Lo zucchero non fa bene al cervello. Legami tra deficit della memoria ed eccesso di zucchero

29 Aprile 2007
Lo zucchero non fa bene al cervello. Legami tra deficit della memoria ed eccesso di zucchero

Per anni una pubblicità martellante ci ha fatto credere che lo zucchero facesse bene al cervello…

Ora è vero che lo zucchero è indispensabile per il suo corretto funzionamento, ma cominciano a emergere prove che il suo eccesso ne determina invece un peggioramento.

Inoltre serve ricordare che ogni essere umano è in grado di reperire zucchero per far funzionare il cervello da molti tipi di sostanze alimentari, non necessariamente dolci.

Questo aspetto non riguarda solo i diabetici, ma anche i bambini e gli adulti sani, oltre che ovviamente gli anziani, che sono stati l’oggetto di uno studio importante e stimolante, che ci invita a riflettere sui comportamenti da tenere per mantenere il cervello efficiente e sano, e i rischi connessi a una dieta ricca di carboidrati.

Già più volte abbiamo segnalato come la sproporzione di carboidrati rispetto alle proteine, nella dieta seguita dalla maggior parte della popolazione, possa dare effetti che vanno al di là del semplice aumento di peso.

L’eccesso di carboidrati fa infatti aumentare la produzione di insulina, squilibrando la tolleranza al glucosio, con una serie di conseguenze sul piano metabolico, tumorale, vascolare, ormonale, muscolare e perfino su quello dell’umore.

Grazie a un nuovo studio oggi siamo al corrente anche dei danni che questo eccesso può produrre sul piano della memoria.

Non solo per i giovani, quindi, ma anche per gli anziani, i cui comportamenti alimentari sono meno attenti per esigenze di semplicità, risulta prioritario allora un rapporto equilibrato di carboidrati e proteine.

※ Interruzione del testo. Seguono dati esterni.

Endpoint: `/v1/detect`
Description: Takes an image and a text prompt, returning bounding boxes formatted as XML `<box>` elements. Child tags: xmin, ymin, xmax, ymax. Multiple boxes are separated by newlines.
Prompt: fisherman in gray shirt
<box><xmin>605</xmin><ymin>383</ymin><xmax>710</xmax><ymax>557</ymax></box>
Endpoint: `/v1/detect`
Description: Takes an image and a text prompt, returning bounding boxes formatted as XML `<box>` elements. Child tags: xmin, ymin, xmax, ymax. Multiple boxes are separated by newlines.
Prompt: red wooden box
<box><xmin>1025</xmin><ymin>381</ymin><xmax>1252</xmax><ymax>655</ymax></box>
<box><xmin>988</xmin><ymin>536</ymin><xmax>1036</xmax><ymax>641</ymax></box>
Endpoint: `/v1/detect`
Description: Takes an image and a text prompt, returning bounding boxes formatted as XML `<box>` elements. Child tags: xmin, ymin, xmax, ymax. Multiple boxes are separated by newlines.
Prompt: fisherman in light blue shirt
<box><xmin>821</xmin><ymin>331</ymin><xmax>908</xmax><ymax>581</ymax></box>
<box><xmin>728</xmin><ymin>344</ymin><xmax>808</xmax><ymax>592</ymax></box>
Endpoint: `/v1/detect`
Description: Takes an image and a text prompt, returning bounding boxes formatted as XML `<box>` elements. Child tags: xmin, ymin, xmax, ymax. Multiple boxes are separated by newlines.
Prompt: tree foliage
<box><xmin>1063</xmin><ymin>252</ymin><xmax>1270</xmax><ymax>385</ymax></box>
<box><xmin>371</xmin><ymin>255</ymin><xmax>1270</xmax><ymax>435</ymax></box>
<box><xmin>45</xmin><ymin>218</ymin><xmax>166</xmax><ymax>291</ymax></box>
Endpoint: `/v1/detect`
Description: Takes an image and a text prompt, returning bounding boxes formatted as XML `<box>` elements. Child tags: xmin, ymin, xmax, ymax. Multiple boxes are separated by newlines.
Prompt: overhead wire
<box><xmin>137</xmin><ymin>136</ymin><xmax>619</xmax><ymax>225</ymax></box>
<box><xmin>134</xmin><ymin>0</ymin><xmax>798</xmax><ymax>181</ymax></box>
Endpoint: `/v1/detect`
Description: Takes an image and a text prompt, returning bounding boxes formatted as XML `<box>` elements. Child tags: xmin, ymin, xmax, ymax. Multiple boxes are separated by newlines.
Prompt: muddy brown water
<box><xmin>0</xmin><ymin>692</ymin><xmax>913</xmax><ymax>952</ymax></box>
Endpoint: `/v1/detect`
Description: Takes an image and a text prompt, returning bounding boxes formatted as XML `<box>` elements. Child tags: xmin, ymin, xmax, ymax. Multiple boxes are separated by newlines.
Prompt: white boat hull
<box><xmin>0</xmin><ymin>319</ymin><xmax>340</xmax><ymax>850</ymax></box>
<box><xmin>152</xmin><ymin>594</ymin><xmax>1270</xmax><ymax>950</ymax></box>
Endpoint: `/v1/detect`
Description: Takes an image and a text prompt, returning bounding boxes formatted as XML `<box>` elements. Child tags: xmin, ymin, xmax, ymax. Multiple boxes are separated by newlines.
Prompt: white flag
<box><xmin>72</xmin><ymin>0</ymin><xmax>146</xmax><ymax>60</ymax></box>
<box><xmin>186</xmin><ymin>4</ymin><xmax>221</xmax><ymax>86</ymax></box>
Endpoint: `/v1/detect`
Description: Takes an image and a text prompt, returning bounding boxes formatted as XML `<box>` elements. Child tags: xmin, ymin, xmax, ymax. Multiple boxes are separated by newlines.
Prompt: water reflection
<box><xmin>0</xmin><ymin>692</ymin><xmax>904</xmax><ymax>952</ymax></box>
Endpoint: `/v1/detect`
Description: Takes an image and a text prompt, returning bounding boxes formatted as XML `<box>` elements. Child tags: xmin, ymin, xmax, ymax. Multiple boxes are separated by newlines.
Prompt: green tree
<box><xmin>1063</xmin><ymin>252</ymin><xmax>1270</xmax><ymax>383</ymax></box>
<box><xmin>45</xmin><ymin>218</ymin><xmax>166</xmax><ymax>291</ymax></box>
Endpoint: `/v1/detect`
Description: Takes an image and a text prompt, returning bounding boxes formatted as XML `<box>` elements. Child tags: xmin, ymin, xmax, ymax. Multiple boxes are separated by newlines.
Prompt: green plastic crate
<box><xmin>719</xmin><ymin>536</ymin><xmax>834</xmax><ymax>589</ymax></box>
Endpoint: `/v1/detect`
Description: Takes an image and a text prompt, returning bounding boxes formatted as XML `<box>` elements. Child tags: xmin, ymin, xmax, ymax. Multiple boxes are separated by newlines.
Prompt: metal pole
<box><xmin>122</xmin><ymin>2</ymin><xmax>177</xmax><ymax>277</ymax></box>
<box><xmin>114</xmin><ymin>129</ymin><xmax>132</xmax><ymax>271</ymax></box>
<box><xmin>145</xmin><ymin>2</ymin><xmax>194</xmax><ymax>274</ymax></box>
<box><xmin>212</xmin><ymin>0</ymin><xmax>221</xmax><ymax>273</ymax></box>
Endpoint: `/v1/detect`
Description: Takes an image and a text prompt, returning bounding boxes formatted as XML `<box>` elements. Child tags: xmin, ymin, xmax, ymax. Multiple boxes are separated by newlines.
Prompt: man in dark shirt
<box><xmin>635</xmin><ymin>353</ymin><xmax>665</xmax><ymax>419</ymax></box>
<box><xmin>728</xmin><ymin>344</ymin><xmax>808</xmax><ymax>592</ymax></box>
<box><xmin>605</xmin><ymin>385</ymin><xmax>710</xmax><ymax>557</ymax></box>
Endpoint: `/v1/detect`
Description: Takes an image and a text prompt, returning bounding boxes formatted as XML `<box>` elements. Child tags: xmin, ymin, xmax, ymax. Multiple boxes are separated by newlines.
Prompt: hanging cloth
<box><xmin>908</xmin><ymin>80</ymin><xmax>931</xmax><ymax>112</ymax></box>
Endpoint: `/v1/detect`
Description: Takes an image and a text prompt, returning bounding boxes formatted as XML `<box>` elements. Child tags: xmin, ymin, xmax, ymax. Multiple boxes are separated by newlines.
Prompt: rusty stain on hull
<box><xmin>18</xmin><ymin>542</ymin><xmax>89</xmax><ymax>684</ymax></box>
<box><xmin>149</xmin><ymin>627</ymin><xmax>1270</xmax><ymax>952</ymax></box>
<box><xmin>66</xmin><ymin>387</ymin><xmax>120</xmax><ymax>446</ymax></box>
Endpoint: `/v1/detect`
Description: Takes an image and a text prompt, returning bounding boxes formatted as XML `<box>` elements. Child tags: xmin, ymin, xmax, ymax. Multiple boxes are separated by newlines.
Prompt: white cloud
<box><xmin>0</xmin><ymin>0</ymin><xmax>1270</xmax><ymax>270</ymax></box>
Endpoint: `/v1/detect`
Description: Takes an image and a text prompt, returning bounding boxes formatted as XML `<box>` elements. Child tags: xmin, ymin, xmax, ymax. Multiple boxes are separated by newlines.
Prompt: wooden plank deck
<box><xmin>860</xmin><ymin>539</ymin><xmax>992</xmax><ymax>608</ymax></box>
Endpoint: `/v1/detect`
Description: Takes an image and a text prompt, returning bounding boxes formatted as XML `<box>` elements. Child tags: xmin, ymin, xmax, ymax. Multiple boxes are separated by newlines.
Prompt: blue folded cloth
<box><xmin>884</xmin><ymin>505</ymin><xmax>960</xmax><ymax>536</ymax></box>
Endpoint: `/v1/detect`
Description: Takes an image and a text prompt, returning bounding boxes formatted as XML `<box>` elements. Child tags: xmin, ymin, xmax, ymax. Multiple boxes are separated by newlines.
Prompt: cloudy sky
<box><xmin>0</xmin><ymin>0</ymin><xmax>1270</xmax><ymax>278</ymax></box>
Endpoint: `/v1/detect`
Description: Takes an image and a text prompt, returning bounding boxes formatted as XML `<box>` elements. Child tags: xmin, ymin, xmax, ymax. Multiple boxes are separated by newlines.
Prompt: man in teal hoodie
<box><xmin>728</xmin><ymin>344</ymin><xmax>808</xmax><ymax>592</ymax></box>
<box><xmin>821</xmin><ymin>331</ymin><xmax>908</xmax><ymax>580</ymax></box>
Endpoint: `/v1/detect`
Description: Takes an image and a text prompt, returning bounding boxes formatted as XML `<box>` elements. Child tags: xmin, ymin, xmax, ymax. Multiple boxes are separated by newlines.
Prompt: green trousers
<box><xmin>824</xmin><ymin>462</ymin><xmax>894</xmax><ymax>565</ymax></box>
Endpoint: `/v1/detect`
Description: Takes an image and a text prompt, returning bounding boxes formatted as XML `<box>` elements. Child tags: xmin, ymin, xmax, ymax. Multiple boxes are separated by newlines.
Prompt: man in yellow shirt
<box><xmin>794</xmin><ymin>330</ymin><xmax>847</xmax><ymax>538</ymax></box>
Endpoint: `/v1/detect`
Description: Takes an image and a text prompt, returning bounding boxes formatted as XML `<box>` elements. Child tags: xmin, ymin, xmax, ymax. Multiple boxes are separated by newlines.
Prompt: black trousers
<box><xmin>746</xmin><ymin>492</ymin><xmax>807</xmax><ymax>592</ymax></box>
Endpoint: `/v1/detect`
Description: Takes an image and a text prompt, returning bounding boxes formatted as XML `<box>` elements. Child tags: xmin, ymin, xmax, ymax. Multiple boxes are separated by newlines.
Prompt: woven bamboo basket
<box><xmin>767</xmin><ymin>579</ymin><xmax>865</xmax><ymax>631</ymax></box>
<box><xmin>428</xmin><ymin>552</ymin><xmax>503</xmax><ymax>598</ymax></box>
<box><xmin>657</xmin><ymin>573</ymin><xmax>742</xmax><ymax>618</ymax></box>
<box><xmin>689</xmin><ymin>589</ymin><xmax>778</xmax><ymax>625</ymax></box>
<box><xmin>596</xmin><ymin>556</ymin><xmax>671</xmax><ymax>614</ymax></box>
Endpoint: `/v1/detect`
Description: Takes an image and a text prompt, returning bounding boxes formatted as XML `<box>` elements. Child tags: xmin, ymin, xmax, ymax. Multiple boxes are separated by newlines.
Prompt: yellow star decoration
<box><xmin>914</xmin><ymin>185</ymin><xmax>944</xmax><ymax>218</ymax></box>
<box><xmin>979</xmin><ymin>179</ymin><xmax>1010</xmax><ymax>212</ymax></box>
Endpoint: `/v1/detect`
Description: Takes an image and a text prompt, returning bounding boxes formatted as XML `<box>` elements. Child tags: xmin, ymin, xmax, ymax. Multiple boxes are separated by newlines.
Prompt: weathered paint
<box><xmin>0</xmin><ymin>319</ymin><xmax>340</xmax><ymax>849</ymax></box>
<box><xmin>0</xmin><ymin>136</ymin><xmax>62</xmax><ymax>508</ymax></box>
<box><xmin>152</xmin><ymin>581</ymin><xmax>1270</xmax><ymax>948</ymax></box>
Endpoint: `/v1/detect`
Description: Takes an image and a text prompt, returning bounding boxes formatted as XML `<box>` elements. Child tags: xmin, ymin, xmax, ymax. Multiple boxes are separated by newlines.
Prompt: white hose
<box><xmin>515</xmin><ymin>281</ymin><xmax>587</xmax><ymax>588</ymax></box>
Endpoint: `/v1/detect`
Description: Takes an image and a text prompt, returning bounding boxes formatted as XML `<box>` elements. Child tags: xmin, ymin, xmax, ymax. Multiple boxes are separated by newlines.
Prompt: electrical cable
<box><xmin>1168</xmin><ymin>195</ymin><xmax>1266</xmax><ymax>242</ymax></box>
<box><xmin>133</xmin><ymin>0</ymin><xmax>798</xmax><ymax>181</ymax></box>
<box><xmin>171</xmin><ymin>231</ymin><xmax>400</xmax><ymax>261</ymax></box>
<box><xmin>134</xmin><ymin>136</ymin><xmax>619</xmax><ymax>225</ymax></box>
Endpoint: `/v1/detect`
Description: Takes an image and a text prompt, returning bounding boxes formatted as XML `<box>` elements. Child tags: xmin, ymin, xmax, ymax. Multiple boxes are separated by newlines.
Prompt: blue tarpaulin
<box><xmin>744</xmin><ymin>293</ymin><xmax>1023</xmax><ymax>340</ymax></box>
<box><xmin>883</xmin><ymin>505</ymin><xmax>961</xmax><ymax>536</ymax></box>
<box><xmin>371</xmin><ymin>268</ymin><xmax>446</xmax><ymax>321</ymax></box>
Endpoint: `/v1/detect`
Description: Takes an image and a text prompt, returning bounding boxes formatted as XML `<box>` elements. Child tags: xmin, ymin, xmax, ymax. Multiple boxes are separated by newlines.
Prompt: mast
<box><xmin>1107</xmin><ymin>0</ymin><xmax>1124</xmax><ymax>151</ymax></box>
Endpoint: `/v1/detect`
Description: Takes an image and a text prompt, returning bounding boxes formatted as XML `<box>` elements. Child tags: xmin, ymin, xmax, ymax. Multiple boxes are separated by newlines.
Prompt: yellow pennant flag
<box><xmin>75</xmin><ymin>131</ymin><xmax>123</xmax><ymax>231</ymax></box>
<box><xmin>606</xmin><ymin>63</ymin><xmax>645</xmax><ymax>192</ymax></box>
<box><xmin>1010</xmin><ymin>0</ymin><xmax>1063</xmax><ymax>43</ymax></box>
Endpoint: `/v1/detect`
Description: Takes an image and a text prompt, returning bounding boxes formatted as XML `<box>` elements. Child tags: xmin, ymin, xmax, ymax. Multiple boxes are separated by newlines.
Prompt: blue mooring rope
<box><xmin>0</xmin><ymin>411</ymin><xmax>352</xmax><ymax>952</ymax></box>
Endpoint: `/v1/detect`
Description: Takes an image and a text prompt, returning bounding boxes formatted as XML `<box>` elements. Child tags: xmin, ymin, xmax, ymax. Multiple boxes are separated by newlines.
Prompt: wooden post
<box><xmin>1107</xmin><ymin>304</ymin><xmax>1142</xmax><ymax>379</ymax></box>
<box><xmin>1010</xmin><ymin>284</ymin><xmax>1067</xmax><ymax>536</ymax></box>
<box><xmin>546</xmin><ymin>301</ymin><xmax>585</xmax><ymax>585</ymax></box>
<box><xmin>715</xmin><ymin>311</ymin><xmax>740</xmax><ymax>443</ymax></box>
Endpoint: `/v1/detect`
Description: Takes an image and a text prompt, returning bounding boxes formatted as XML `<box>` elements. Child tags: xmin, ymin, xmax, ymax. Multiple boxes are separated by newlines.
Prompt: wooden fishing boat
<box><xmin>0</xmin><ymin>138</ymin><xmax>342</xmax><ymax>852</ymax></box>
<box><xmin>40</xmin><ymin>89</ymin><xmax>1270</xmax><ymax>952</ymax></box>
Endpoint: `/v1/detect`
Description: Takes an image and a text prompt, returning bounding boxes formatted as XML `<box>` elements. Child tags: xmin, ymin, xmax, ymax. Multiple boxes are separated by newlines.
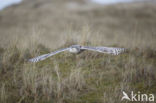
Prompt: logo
<box><xmin>121</xmin><ymin>91</ymin><xmax>154</xmax><ymax>102</ymax></box>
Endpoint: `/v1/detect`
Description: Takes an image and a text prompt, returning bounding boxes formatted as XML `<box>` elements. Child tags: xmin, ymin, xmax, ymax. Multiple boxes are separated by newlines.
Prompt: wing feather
<box><xmin>81</xmin><ymin>46</ymin><xmax>125</xmax><ymax>55</ymax></box>
<box><xmin>29</xmin><ymin>48</ymin><xmax>69</xmax><ymax>62</ymax></box>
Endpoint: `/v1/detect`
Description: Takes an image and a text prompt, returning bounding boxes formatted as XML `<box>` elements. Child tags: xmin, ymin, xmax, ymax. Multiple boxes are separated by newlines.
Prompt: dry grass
<box><xmin>0</xmin><ymin>0</ymin><xmax>156</xmax><ymax>103</ymax></box>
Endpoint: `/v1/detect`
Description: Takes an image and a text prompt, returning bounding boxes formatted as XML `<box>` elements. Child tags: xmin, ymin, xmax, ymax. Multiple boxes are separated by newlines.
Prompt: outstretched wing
<box><xmin>29</xmin><ymin>48</ymin><xmax>69</xmax><ymax>62</ymax></box>
<box><xmin>81</xmin><ymin>46</ymin><xmax>125</xmax><ymax>55</ymax></box>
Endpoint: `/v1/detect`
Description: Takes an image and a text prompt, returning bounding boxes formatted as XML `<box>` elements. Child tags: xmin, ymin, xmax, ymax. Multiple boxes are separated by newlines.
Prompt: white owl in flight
<box><xmin>29</xmin><ymin>45</ymin><xmax>125</xmax><ymax>62</ymax></box>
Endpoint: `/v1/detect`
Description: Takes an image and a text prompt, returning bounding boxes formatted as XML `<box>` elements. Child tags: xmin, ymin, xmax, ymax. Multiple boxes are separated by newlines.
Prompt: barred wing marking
<box><xmin>81</xmin><ymin>46</ymin><xmax>125</xmax><ymax>55</ymax></box>
<box><xmin>29</xmin><ymin>48</ymin><xmax>69</xmax><ymax>62</ymax></box>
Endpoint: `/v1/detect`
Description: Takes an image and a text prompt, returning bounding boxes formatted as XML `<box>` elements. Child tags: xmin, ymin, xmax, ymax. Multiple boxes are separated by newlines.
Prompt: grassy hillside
<box><xmin>0</xmin><ymin>0</ymin><xmax>156</xmax><ymax>103</ymax></box>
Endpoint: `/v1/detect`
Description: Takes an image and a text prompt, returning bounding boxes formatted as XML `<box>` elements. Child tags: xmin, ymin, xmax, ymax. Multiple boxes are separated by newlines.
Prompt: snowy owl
<box><xmin>29</xmin><ymin>45</ymin><xmax>125</xmax><ymax>62</ymax></box>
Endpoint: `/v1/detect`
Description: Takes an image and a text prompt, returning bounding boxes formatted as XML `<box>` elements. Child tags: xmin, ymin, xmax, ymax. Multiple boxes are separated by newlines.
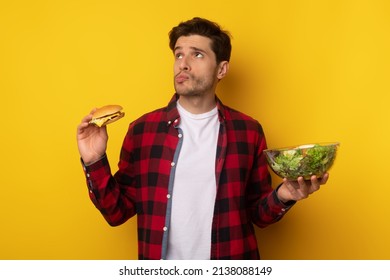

Lo studio, pubblicato nel febbraio 2003 e condotto da un gruppo di ricercatori statunitensi presso il Center for Brain Health, Department of Psychiatry dell’Università di New York (Proc Natl Acad Sci USA 2003, Feb 18; 100(4):2019-22), ha mostrato una relazione significativa tra il metabolismo degli zuccheri e i deficit di memoria negli anziani.

In particolare la ricerca, svolta su un gruppo di 30 individui di età compresa tra 61 e 76 anni, ha registrato una stretta associazione tra riduzione del meccanismo di regolazione del glucosio e decadimento delle funzioni cognitive generali, deficit di memoria e atrofia dell’ippocampo (un’area cerebrale chiave per le funzioni di apprendimento e di memorizzazione).

Questi dati suggeriscono come il substrato metabolico influenzi la struttura e la funzione dell’ippocampo. Un’osservazione che ancora una volta mette in luce l’importanza dell’alimentazione nella prevenzione e nella cura del deterioramento cerebrale.

Nella ricerca non si parla ancora di demenza senile o di morbo di Alzheimer, ma i deficit di memoria sono uno dei sintomi dell’invecchiamento che più facilmente destano la paura di sviluppare queste patologie.

Come si sa, esistono diverse condizioni ambientali capaci di favorire o rallentare il deterioramento cerebrale, sul quale incidono inoltre fattori come l’eccesso di radicali liberi e l’equilibrio vitaminico e minerale.

Ricerche precedenti hanno già segnalato come il rischio di sviluppare demenza senile e Alzheimer venga notevolmente ridotto dagli stessi comportamenti alimentari sani (che oggi sappiamo fondamentali anche nella prevenzione delle forme tumorali, delle malattie cardiovascolari, dell’osteoporosi e dell’invecchiamento precoce) e da una giusta integrazione di vitamine (quali acido folico, vitamine del gruppo B, inositolo) e di alcuni minerali che migliorano l’assorbimento di queste stesse sostanze.

Il dato nuovo messo in luce dalla ricerca citata riguarda invece il metabolismo degli zuccheri, così significativamente influenzato da una dieta “di segnale” che tenga d’occhio la quantità di carboidrati e la sua relazione con le proteine, che studi attentamente le reazioni del nostro organismo (soprattutto endocrine) al cibo che assumiamo, e della sua fondamentale funzione di “modulatore metabolico”.

Ancora una volta, dunque, la ricerca scientifica dà sostegno alla possibilità di intervenire con l’alimentazione nella cura e nella prevenzione di disturbi che di norma vengono trattati farmacologicamente.